British cybersecurity company Darktrace is making headlines as it prepares to leave London’s stock market in a £4.3bn sale to US private equity firm Thoma Bravo. Shareholders will need to approve the takeover before it is finalized, but Darktrace’s chair, Gordon Hurst, believes the deal offers an attractive premium and opportunity for shareholders.
Founded in 2013, Darktrace has been a pioneer in using AI for threat detection and prevention. However, the company has faced criticism from investors, with short-seller Matthew Earl calling its business model “watery-thin” and questioning its marketing tactics. Investment bank Peel Hunt also raised concerns about the company’s culture, with some customers reportedly describing Darktrace’s product as “snake oil.”

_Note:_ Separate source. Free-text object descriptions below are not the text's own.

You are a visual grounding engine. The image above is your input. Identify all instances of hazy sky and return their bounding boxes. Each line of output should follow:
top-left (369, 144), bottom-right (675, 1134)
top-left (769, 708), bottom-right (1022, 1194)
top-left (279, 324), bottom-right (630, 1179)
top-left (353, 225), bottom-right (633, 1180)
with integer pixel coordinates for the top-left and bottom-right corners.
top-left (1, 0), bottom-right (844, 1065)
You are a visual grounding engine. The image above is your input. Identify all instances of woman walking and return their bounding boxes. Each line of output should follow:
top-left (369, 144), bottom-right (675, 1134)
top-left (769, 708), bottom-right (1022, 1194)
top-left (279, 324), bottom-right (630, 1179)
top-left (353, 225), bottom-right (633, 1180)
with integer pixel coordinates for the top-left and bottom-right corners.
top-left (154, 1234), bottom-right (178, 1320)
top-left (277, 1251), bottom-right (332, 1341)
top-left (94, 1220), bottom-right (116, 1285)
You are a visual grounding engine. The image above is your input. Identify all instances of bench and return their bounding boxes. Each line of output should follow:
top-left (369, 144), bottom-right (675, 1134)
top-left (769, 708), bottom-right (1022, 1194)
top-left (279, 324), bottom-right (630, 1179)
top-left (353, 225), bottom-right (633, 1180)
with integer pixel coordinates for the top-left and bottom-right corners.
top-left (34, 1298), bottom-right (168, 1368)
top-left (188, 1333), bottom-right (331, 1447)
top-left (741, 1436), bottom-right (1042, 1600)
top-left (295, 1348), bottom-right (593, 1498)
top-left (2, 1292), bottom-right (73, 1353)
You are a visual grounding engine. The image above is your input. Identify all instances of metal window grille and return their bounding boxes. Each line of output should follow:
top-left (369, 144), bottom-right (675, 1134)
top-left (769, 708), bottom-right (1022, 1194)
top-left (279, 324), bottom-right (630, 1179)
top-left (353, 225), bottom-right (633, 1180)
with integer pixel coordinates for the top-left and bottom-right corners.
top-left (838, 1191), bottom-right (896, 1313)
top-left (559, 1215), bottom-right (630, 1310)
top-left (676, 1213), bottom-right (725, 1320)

Despite the controversies, Darktrace’s technology has been praised for its innovative use of unsupervised machine learning to analyze data and detect anomalies that could signal potential threats. Thoma Bravo sees the acquisition as an opportunity to bring this technology to more customers.
The departure of Darktrace from the London Stock Exchange is seen as a significant loss for the UK market, following the recent decision by British chip designer Arm to opt for a US listing. This move raises concerns about the future of the LSE as a leading listing venue.
Overall, Darktrace’s sale to Thoma Bravo marks a new chapter for the cybersecurity company and raises questions about the future of the UK tech industry on the global stage.